The confidentiality of your business model — and I sincerely hope you developed one sufficiently to determine how it will pay for itself before proceeding — is, of course, your prerogative, but so, too, it is the public’s prerogative to question how your business model will affect the way you do business, with whom and how it affects your decisions on who is listed and who is not. You’ve said that you shan’t list people on ideological grounds but, without transparency, how can anybody be sure that you’ll keep your word? For that matter, how aware are you of your own ideological leanings and how they might affect your decisions? You undeniably have some (as do most of us) as articulated in the project itself, the question is whether there is anybody whom you would not list justified by some unarticulated aspect of the ideology that underpins the project.

The onus remains on you

Frankly, you have an enormous credibility problem in each of knowledge of the field, technical competence, legal compliance, ethics and accountability as enumerated above and by others — a problem that is entirely of your own making and not, as you assert, because of smears (although there is no question that you have been smeared as well) — and all your work is ahead of you to establish that you are a trustworthy steward of the kind of information you propose to collect.

As I said, I don’t like Harper one bit. And as you’ve discovered, she’s a bully of the first order and has done some truly terrible things but I must acknowledge when she is correct — as she was in most respects in her open letter — and it’s a pity that you “haven’t even read [Randi’s] full post” because you could learn a lot from it.

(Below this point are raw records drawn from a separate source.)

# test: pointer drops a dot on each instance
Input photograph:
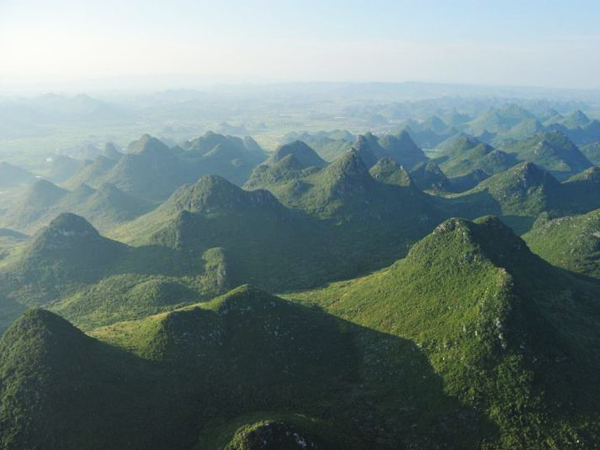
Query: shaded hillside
(153, 171)
(552, 151)
(571, 242)
(106, 207)
(503, 328)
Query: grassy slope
(571, 242)
(509, 335)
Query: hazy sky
(553, 43)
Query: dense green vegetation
(136, 305)
(508, 333)
(572, 242)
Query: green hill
(93, 281)
(12, 176)
(575, 120)
(63, 167)
(465, 154)
(552, 151)
(330, 145)
(518, 195)
(220, 374)
(571, 242)
(508, 333)
(429, 176)
(592, 152)
(400, 148)
(305, 155)
(68, 251)
(153, 171)
(288, 164)
(389, 172)
(105, 207)
(582, 191)
(497, 120)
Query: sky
(547, 43)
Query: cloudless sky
(553, 43)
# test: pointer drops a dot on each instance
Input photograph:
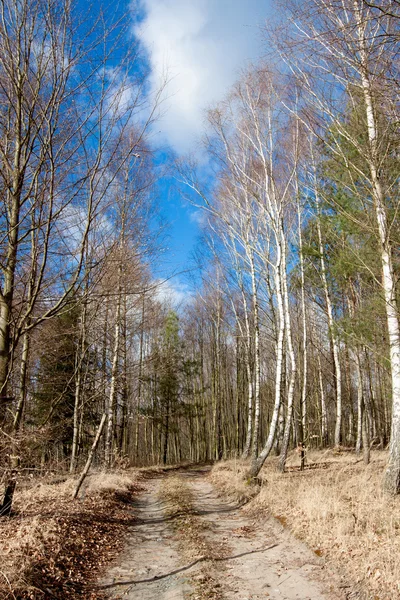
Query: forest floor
(189, 542)
(327, 533)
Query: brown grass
(51, 546)
(339, 510)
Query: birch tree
(348, 50)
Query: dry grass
(338, 509)
(50, 543)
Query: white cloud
(202, 44)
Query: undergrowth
(337, 507)
(53, 547)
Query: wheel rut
(243, 559)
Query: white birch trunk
(114, 374)
(258, 462)
(392, 474)
(292, 359)
(334, 341)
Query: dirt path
(252, 561)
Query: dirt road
(241, 559)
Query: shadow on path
(186, 568)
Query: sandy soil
(254, 561)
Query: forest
(290, 338)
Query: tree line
(292, 336)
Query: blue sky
(200, 46)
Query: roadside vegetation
(336, 505)
(52, 547)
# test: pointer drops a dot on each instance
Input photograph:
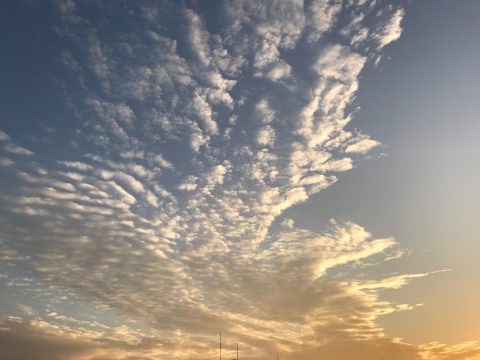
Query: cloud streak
(194, 138)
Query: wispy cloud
(195, 136)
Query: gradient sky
(299, 175)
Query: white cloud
(391, 30)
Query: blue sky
(298, 175)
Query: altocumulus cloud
(196, 131)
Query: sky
(301, 176)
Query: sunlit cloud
(167, 212)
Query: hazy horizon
(301, 176)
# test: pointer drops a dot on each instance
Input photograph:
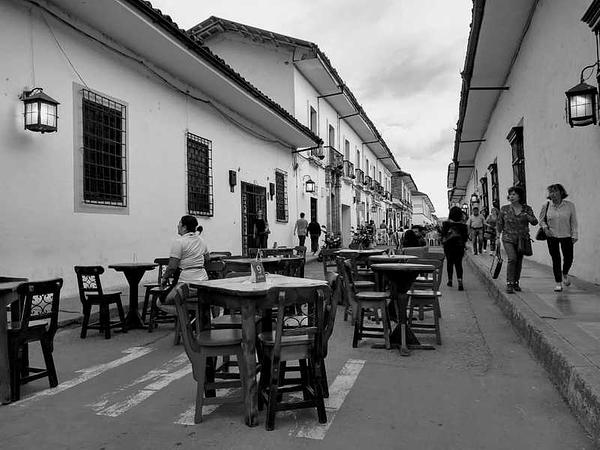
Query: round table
(400, 277)
(134, 273)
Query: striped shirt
(561, 219)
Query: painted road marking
(338, 390)
(87, 374)
(160, 378)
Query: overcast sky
(401, 59)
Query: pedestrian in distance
(454, 236)
(261, 230)
(300, 229)
(475, 225)
(559, 221)
(314, 231)
(513, 227)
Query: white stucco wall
(557, 46)
(40, 234)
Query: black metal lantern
(41, 111)
(581, 105)
(309, 185)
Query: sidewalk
(562, 330)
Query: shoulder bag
(496, 266)
(541, 234)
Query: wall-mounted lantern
(309, 185)
(40, 112)
(232, 179)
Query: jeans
(477, 236)
(555, 245)
(454, 256)
(514, 263)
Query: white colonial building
(353, 170)
(151, 126)
(522, 56)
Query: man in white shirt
(475, 224)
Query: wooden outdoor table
(240, 293)
(134, 273)
(400, 277)
(8, 294)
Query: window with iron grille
(281, 211)
(493, 168)
(484, 193)
(104, 150)
(515, 138)
(199, 176)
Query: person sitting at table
(189, 253)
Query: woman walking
(559, 221)
(454, 237)
(513, 225)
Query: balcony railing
(349, 169)
(336, 159)
(360, 176)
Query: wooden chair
(162, 264)
(38, 303)
(425, 296)
(362, 301)
(202, 346)
(91, 294)
(302, 342)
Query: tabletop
(136, 265)
(374, 259)
(242, 286)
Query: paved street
(480, 389)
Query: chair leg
(49, 360)
(121, 316)
(87, 309)
(386, 325)
(200, 389)
(105, 320)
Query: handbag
(524, 246)
(496, 266)
(541, 234)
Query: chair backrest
(39, 300)
(162, 263)
(311, 302)
(88, 281)
(432, 282)
(415, 251)
(329, 256)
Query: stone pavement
(561, 329)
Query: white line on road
(160, 378)
(338, 391)
(87, 374)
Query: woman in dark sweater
(454, 238)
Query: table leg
(133, 319)
(249, 374)
(4, 363)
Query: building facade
(353, 170)
(522, 56)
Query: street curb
(576, 379)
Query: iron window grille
(199, 176)
(515, 138)
(281, 207)
(104, 150)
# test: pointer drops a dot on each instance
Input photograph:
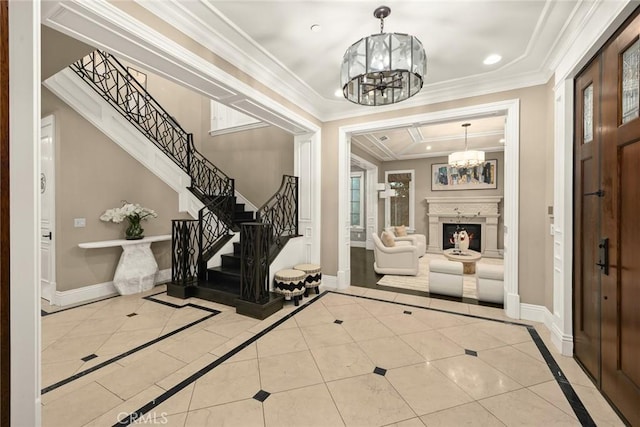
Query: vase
(134, 231)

In your Ralph Retort interview, you said that you had “talked to a lot of [unnamed] anti-bullying organisations”, none of whom had any problem with what you were doing and that (because of Quinn and Harper’s actions) “the biggest technology computer forensics company is going to help [you] with this database”.

Well, we’ll have to take your word on both of those. If, as you say, you have nothing to hide, who were those “15 well-known” anti-bullying organisations and with which technology forensics company are you collaborating? Since you challenged Quinn to name the organisations with whom she claimed to work, it’s only fair to ask the same of you. And neither of those points ought to be commercially sensitive, and none of those organisations should have any reason to be uncomfortable with a public association with you if everything you’re doing is above board and those organisations are comfortable with your activities.

As Chief Executive, the ball is in your court. How do you propose to persuade the world that you have any credibility or are capable of acting responsibly in respect of this project, or that the good of SocialAutopsy.com outweighs the bad, or that the collateral damage it undoubtedly will inflict is justified (and that there is any justice for those so harmed)?